Il team "East is East" parla di regia, cultura e recitazione

Il team di "East is East" ha parlato in esclusiva con DESIblitz del 25° anniversario dello spettacolo e di come il pezzo racchiuda una nuova visione.


"È così che comincio ed è questo che porta al personaggio finale".

La popolarissima commedia drammatica, L'oriente è l'oriente, è tornato sul palcoscenico teatrale, festeggiando il suo 25° anniversario.

Dal 3 al 25 settembre 2021, il REP Theatre di Birmingham ospiterà lo spettacolo umoristico ma perspicace.

Il pubblico può rifarsi gli occhi sulla famosa storia di Ayub Khan Din del severo padre George Khan e della sua famiglia disfunzionale.

Ambientato sullo sfondo movimentato della Salford degli anni '70, la trama offre uno sguardo comico a matrimoni indesiderati e malintesi culturali.

Affronta anche argomenti più seri come il razzismo, le relazioni interrazziali e abuso.

C'è stato un famoso adattamento cinematografico nel 1999, con il leggendario attore Om Puri nei panni di Zahir 'George' Khan. Lo spettacolo è stato effettivamente rappresentato per la prima volta nel 1996 al Birmingham REP Theatre.

Tornato a casa 25 anni dopo, lo spettacolo vanta un cast meraviglioso. Ciò include l'attore asiatico britannico Tony Jayawardena e l'attrice esperta Sophie Stanton nei ruoli principali.
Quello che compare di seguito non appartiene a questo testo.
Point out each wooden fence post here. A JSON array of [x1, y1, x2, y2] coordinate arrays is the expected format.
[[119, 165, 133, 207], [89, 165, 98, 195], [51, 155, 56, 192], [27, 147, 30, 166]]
La nuova produzione avrà anche una nuova prospettiva dall'illustre regista teatrale, Iqbal Khan. Il maestro creativo imprime la propria svolta a questa storia di successo.

Con una lunga Il guardiano descrivendolo come un "magnifico revival di un classico dello scontro culturale", i fan sono trattati per un'epopea assoluta.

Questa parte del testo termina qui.